Texto fixa um mínimo de deputados negros na Câmara e nas assembleias.
Proposta ainda não tem prazo para ser levada ao plenário.

A Comissão de Constituição e Justiça (CCJ) da Câmara dos Deputados aprovou nesta quarta-feira (30) uma Proposta de Emenda à Constituição (PEC) que estabelece reserva de vagas para parlamentares de origem negra na própria Câmara e nas assembleias legislativas.

Não há previsão de quando a proposta será votada no plenário. Antes, o texto ainda terá de ser submetido a uma comissão especial formada por representantes das bancadas da Casa.

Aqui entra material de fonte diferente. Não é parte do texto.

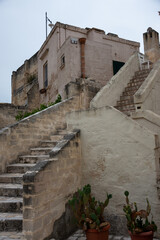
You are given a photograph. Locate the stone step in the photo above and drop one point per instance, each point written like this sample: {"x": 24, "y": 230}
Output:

Para alterar a Constituição, a proposta precisa ser aprovada na Câmara e no Senado, em dois turnos, por maioria de três quintos dos membros de cada uma das casas (308 deputados e 49 senadores).

Segundo o projeto, o percentual das vagas destinadas aos parlamentares de origem negra corresponderá a dois terços do percentual da população que se declarou preta ou parda no último censo demográfico do Instituto Brasileiro de Geografia e Estatística (IBGE).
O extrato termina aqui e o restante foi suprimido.